Cette tension marque mon front et il me faut maintenant souffler, n'être qu'un instant un pur pneuma et ouvrir mes pores aux courants d'air et de sons de cette place du néant.
M.S.
Un lien sans lien évident avec les questions évoquées ci-dessus
| Ibn Arabî, Le dévoilement des effets du voyage |
Commentaires
Le reste renvoie à quelques singularités de l'auteur que l'on peut seulement deviner.
D'autres articles viendront aussitôt que je pourrais les recevoir dignement.
Merci pour vos encouragements.
Mais si, tu l'es, tu es un vrai touriste
Peut-être pour des raisons moins tristes
Un environnement un peu plus spiritualiste
Néanmoins, aucun différence ne subsiste
Il n'y a que les apparences qui te séparent
De ces voyageurs anglais au teint blafard
Ils viennent chercher des souvenirs superficiels
Tu vient humer des ambiances supposées par toi spirituelles
Quel que soit l'endroit du monde rien ne varie
Identique à toute heure en tout lieu la nature de l'esprit
Tu es dans la recherche intérieure
Pourquoi chercher des ressentis extérieurs
Ta place est toujours là où tu Le ressens
A errer au lointain tu repousses le moment
Il n'y a pas plus d'esprit en orient
C'est plutôt l'exotisme qui est présent
Car le Maroc, c'est le soleil couchant
Quant à l'esprit et son lieu
C'est entre les gens qu'on le trouve le mieux
L'exotisme n'est point non plus mon lieu d'arrivée
C'est une flèche d'amour qui s'est en moi imiscée
Pour bien comprendre il faudrait savoir
Mais ceci je ne vous le donnerai pas à voir.
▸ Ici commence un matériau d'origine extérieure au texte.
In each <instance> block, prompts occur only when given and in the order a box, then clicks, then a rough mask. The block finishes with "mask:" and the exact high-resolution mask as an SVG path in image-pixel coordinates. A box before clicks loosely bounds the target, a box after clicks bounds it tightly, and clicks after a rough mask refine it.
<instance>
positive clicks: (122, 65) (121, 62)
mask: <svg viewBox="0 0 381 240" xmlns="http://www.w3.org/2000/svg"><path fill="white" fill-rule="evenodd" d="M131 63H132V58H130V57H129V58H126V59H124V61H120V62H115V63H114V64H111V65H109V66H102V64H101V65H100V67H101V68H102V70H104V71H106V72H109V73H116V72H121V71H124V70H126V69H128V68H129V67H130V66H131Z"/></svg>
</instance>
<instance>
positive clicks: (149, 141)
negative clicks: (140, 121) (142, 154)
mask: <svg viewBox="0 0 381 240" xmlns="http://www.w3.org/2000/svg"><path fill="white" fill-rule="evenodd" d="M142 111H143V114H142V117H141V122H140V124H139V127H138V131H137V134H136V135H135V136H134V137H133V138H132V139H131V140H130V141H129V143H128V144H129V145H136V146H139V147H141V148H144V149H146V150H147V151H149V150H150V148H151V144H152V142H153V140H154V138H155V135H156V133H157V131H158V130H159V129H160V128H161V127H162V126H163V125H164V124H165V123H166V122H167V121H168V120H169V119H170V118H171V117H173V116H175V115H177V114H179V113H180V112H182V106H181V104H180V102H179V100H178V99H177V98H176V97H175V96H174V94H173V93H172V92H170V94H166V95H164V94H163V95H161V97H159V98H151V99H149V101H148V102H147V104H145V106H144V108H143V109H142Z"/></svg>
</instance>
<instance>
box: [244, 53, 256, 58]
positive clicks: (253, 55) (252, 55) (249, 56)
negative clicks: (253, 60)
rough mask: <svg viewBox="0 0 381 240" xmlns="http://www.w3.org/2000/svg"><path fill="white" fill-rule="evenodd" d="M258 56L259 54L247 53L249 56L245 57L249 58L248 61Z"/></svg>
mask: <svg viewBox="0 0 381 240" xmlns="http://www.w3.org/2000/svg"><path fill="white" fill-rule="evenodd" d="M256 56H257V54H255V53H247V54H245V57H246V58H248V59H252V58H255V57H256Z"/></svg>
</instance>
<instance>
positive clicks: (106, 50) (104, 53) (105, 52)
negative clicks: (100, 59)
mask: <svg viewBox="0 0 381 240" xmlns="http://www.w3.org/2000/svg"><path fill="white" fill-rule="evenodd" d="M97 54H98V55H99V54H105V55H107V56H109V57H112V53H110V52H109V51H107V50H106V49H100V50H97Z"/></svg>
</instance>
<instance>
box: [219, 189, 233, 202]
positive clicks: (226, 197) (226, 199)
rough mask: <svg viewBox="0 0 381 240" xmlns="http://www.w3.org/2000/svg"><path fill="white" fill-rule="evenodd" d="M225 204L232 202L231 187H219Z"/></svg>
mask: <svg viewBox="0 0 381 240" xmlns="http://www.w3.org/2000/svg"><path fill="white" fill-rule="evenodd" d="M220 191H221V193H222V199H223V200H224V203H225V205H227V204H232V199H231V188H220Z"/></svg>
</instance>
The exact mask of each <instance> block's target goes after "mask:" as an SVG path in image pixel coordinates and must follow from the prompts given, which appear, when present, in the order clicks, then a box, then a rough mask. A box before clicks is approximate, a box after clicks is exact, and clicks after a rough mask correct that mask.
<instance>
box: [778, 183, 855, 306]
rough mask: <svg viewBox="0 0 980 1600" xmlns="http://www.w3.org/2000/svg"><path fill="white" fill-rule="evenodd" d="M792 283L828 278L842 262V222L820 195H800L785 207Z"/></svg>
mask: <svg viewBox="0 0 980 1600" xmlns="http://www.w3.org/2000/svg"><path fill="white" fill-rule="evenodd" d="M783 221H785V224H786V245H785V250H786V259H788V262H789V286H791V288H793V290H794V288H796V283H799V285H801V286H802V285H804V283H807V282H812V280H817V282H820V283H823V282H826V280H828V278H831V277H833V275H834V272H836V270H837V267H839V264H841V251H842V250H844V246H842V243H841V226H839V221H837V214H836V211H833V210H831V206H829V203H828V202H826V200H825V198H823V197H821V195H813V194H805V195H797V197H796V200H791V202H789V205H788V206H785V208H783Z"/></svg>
Merci tout de même pour ces vers qui malgré quelques travers, m'ont touché à l'extrême...
http://feqrqqqffsfaq.host.com
desk3
[url=http://feqsqqqffsfaq.host.com]desk4[/url]
[link=http://feqaqqqffsfaq.host.com]desk6[/link]
Merci pour ces lignes d'une verdeur sans pareil ! C'est toujours un plaisir enivrant que de boire à la coupe d'un puissant et d'apprendre.
Pour ma part, avec 14 auteurs de pays différents nous sommes " l'auteur " de:
" La rose blanche et l'olivier "
sur:
http://yadiam.over-blog.com/
Nous y parlons de Paix, d'Amour, de Philosophie, mais aussi de Voyages, de Sciences, de Kabbala, de Soufisme... bref, de toutes les ficelles et cordes que la Poésie nous offre.
PS: n'hésitez pas à laisser un commentaire: nous vous répondrons.